2.b Assign each observation to the cluster whose __centroid__ is closest to it by calculating the distance between them.(where closest is defined by the distance metric-Euclidean distance).
3) Stop:if cluster assignments stop changing , else go to : step 2).
The algorithm is guaranteed to decrease the value of the objective $WCV(C_k)$. The __local minima__ will be founded by K-means ,however it is not guaranteed that it will give us the __global minima__.

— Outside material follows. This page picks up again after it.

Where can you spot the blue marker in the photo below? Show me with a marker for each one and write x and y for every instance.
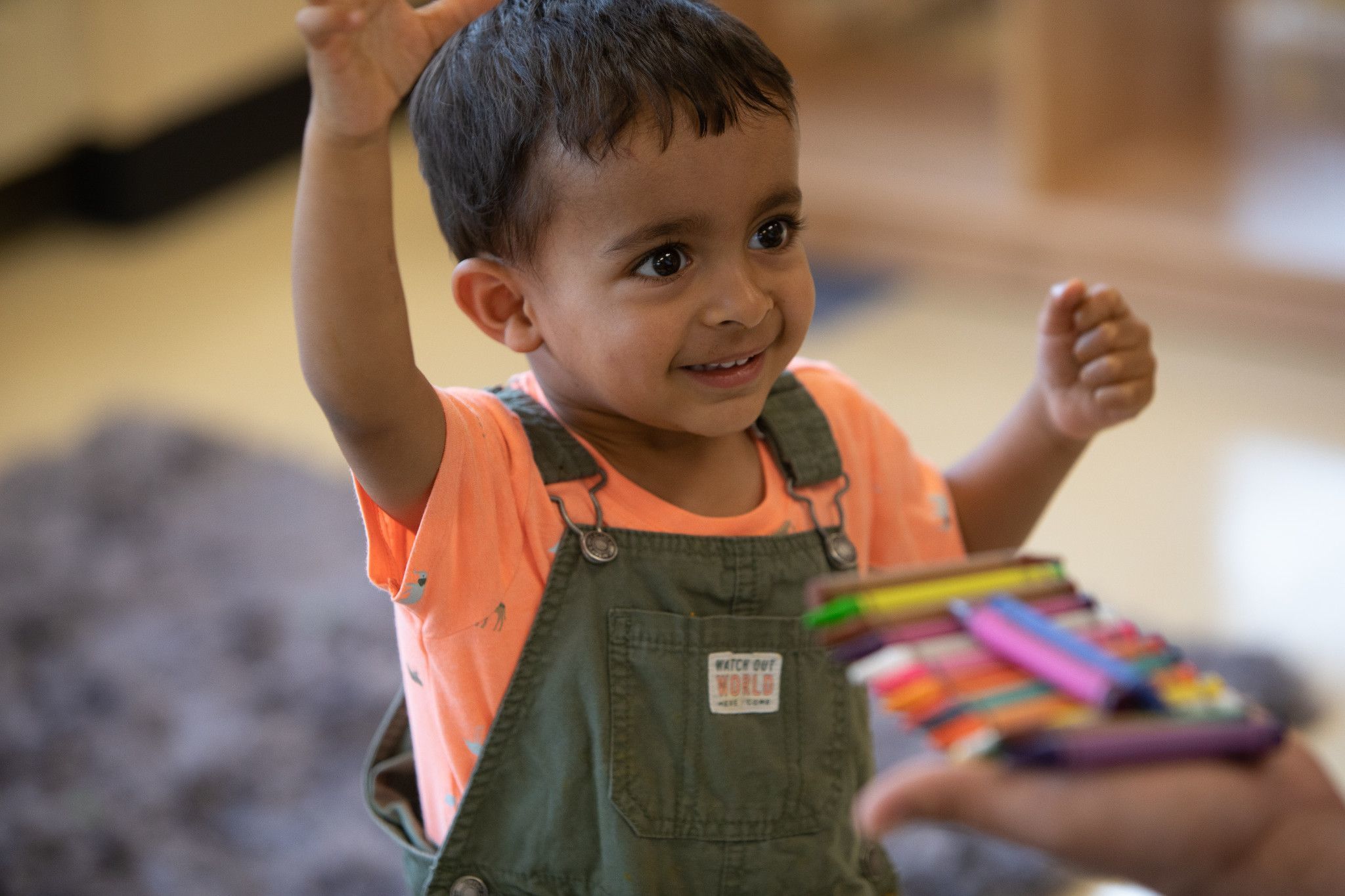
(1128, 680)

Local minima is the smallest value of a function within a range.
Global minima is the smallest value of a function over the enrtire domain.
So this means that K-means will land you in a valley, but not necessarily in the lowest/deepest valley because the function is not __CONVEX__.
--------------
### Implementing K-means in R
K-means can work in any dimension but for purposes of demonstration I will use it in 2-D. I am going to generate some fake data and try to cluster it.
```{r}
#setting seed
set.seed(101)
x=matrix(rnorm(100^2),100,2) # a 100 x 2 dim matrix
xmean = matrix(rnorm(8,sd=4),4,2) # a 4 x 2 dim matrix, as we want 4 clusters
which=sample(1:4,100,replace=T) #random sample
x=x+xmean[which,]
#plotting the data
plot(x,col=which,pch=19)
```
Now the plot above shows 4 clusters. We know the clusters but now let's feed the data to k-means and check out its performance and how it clusters the data.
```{r}
km.out<-kmeans(x,4,nstart=15)
km.out
```
Let's plot the clusters made by K-means algorithm.
```{r}
plot(x,col=km.out$cluster,cex=2,pch=1,lwd=2)
points(x,col=which,pch=19)
points(x,col=c(4,3,2,1)[which],pch=19)
```
Now the inner circles represent the actual cluster assignments , whereas the outer circles represent the cluster assignments by K-means algorithm.
So we can easily notice the mismatches.
---------------------------------
##Conclusion
So this was a small article and tutorial on how to implement K-means clustering in R. K-means clustering is a nice method to cluster numeric data. The only drawback is we need some domain knowledge to tell the algorithm about the number fo clusters we want a-priori. Secondly, K-means is suited only for data which is __normally distributed__ or either standardized. So scaling of variables actually matter a lot in K-means clustering.